Venue: Vancouver East Cultural Centre
Date: 25 April 2001
Reviewer: Cheryl Rossi
The first thing we saw when we entered the theatre was
a terrarium at the front center of the floor, containing two women, a
miniature tree, and camping paraphernalia. The women chatted, listened
to a discman and flipped through The Worst Case Scenario Survivor's
Handbook while we took our seats. A woman entered, pushed their
wheeled case around, and then off the stage.
Another terrarium containing four miniature trees was rolled to the front of stage left. The three propane stoves on top of it were lit, not without a comical struggle, and the encased trees and the burning elements remained in that position until the end of the performance when the flames were extinguished.
There were five dancers: Susan Elliot, Caroline Farquhar, Cornelius Fischer-Credo, Day Helesic and Ron Stewart, who were constantly flitting on and off stage, executing repeated phrases of movement, usually using their upper bodies while their lower bodies remained rooted, until they ran off again.
At various points, a dancer would playfully instruct one or more others to enact movements such as the quirky "greedy penguin" and "washing machine into cutting flowers." The flower cutting action was unexpectedly quick and violent, with comic effect.
Also intermittent throughout the performance was Fischer-Credo's unhurried shifting of rocks, from the back of the stage to a black tray at the front, to build a wall.

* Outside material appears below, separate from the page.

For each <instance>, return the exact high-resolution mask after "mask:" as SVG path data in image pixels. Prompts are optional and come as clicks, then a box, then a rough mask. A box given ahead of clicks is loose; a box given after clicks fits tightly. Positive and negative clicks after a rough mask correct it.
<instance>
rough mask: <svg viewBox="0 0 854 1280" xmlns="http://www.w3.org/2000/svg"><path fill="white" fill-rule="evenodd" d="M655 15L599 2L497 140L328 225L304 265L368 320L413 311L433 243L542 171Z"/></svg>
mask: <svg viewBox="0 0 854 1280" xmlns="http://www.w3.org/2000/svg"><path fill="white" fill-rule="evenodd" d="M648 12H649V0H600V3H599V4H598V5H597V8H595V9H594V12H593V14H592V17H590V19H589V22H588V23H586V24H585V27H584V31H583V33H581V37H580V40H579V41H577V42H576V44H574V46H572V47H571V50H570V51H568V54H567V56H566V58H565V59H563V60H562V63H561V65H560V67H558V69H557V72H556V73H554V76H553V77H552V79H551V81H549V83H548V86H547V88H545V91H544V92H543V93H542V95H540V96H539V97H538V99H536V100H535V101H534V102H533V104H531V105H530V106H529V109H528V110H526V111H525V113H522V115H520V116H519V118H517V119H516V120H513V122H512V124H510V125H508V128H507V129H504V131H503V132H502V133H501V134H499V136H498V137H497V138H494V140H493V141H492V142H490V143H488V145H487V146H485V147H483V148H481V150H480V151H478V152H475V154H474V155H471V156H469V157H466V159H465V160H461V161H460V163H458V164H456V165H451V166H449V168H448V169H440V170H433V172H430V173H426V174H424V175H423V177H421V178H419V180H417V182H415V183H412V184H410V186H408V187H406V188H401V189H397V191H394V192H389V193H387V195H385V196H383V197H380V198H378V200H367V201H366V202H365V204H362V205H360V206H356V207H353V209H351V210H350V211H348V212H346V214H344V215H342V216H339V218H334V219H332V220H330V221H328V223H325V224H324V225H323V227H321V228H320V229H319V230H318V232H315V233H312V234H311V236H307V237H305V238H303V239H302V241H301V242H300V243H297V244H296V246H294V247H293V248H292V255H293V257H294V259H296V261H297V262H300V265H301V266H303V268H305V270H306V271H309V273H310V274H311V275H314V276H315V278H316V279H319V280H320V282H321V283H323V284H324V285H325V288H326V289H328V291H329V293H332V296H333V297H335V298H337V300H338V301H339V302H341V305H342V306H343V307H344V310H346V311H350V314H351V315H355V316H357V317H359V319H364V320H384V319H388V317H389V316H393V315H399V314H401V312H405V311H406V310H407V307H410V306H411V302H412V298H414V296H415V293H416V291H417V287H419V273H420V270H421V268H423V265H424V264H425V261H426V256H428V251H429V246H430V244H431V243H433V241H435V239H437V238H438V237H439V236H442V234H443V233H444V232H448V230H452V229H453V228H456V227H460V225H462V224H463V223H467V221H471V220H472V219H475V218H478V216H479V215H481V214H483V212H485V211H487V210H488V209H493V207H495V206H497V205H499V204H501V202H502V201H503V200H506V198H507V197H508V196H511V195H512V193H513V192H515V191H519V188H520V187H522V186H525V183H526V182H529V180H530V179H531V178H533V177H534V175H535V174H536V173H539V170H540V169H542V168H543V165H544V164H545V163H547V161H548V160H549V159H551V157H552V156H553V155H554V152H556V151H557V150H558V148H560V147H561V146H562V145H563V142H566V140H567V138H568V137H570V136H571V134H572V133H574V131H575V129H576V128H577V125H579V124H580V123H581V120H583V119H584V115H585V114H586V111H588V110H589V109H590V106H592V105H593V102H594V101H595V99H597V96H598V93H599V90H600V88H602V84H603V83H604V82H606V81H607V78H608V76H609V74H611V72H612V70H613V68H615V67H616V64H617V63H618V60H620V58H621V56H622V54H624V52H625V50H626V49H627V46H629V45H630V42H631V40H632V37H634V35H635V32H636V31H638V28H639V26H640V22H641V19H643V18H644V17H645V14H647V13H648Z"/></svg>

It was a sparse production. The dancers were dressed in neutral coloured leggings and tanks and the minimalist set was evocative of the outdoors. Sometimes it was silent and other times John Korsrud's suggestive compositions enhanced the activity. The video was mostly nature shots interposed with illustrated flowers.
In addition to the shallow boxes or trays at the front of the stage and the terrariums, boxes of light were projected onto the floor for the dancers to move within. A few dancers would be doing identical, usually small decisive movements, then another would take the stage and model a different action. The others would pause to observe what this new entity was going to offer. At times, the way in which the light struck the dancers' bodies, their poses and their movements made them appear mechanical.
The most gripping repeated spectacle was when muscle-y Stewart stood alone on the stage in a spotlight, and holding his lower body still, he rotated his upper body, flailing his arms in perfect synchrony with the potent bass of the electronic music. It was mesmerizing each time.
Although there were nuances of themes such as containment of the natural world for inspection and the observation of small activities of others to see what they could offer, I left feeling confused. The performance as a whole was intriguing, yet somewhat puzzling. In a recent interview the choreographer, Lola MacLaughlin, said: " . . . you don't want to influence how the audience will interpret it. See it and I'll talk to you after." Now that would be a helpful discussion.